An appeal regarding the wastage of LLB Seats in Delhi University was brought forward Delhi High Court on Wednesday. The plea was submitted by a Second year law students in DU’s Law Campus.
Allegedly, 500 to 700 seats in the Bachelor of Laws (LLB) remain vacant every year. The students hoard seats even if they do not want to take admission in the offered program.
The student claimed that every year 30% of the seats are occupied by the ‘non-serious’ students. This means that around 500-700 law seats are wasted by the students who either take admission to hold a room hostel and then prepare for other entrance examination or just to secure the seat as their back up plan.
This blocks a deserving aspirant from pursuing their law dream with one of India’s most sought-after law programme. To solve such issue, the petitioner, Subhash Vijayran sought a direction to the varsity, its Faculty of Law and Bar Council of India (BCI), to take a mandatory bond of Rs. 5 lakh or an appropriate amount from the students who will take admission in the law programme. DU offers Bachelors of Law on basis of LLB Entrance Test.

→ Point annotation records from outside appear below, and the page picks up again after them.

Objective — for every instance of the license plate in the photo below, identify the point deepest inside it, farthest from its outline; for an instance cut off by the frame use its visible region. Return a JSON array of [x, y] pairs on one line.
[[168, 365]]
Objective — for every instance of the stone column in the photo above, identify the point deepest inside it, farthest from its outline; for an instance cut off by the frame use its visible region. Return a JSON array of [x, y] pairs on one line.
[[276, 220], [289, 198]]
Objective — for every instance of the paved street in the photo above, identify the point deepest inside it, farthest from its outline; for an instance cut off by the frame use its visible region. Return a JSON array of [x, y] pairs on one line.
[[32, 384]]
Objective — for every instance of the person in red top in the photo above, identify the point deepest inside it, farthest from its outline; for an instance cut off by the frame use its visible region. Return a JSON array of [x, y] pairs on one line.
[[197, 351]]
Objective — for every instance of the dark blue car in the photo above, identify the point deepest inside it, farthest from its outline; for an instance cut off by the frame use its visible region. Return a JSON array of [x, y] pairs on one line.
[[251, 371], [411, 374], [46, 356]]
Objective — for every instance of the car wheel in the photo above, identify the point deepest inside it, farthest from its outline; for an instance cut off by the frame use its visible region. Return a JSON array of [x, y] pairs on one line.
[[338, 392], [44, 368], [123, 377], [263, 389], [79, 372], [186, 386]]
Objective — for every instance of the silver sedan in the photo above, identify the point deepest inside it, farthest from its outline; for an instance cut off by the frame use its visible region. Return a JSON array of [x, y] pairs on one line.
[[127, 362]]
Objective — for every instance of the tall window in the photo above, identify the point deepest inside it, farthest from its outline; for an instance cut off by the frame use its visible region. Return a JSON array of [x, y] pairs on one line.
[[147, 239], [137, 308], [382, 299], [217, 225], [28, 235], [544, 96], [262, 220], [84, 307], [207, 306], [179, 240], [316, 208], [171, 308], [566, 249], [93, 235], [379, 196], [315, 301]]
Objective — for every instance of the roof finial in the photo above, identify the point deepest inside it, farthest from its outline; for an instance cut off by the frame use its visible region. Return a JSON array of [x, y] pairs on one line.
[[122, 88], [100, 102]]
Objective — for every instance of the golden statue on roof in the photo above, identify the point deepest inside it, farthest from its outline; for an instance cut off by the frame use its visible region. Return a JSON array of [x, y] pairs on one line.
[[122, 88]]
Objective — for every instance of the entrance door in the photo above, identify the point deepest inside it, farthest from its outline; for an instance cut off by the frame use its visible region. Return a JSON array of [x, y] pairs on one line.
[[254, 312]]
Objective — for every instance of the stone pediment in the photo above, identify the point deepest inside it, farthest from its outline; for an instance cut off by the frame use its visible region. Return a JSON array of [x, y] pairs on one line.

Last year, BCI tired to cut down the number of seats in DU to 300 from 2310. The matter was taken to the High court which ruled in favour of the University and allowed it to grant the admission to the same number of students as has been for nine years
BCI, however, objected that there are not enough teaching faculty and infrastructure to provide the necessary education to this much number of students. Also, under Rule 5 A, a law college can admit only 300 students each year. Since DU has three law centres, it can only have 900 students. However, an exception was made by BCI to allow DU to intake 1,440 students as against 900. This matter was caught in a legal battle and so the number of seat advertised for LLB Admission 2017 was 1440.
As far as the examination system for DU law Programme is concerned, the petitioner pointed out various flaws in it. He claimed that the current examination system was ruining the talent of the students. The topics for the theory semester exam are quite predictable. So, a majority of students just study from the guidebooks instead of case materials to pass the exam.
For admission in DU LLB degree course, the candidate need to qualify the entrance test. The entrance test consist of 100 MCQ questions from topics such as English Language Comprehension, General Knowledge and Current Affairs, Reasoning and Analytical Abilities, Legal Awareness and Aptitude. Those will be qualify the entrance test will then be eligible to participate in the counselling.
The result for the DU LLB Entrance Test will consist of the marks obtained by the candidate, category rank and combined rank.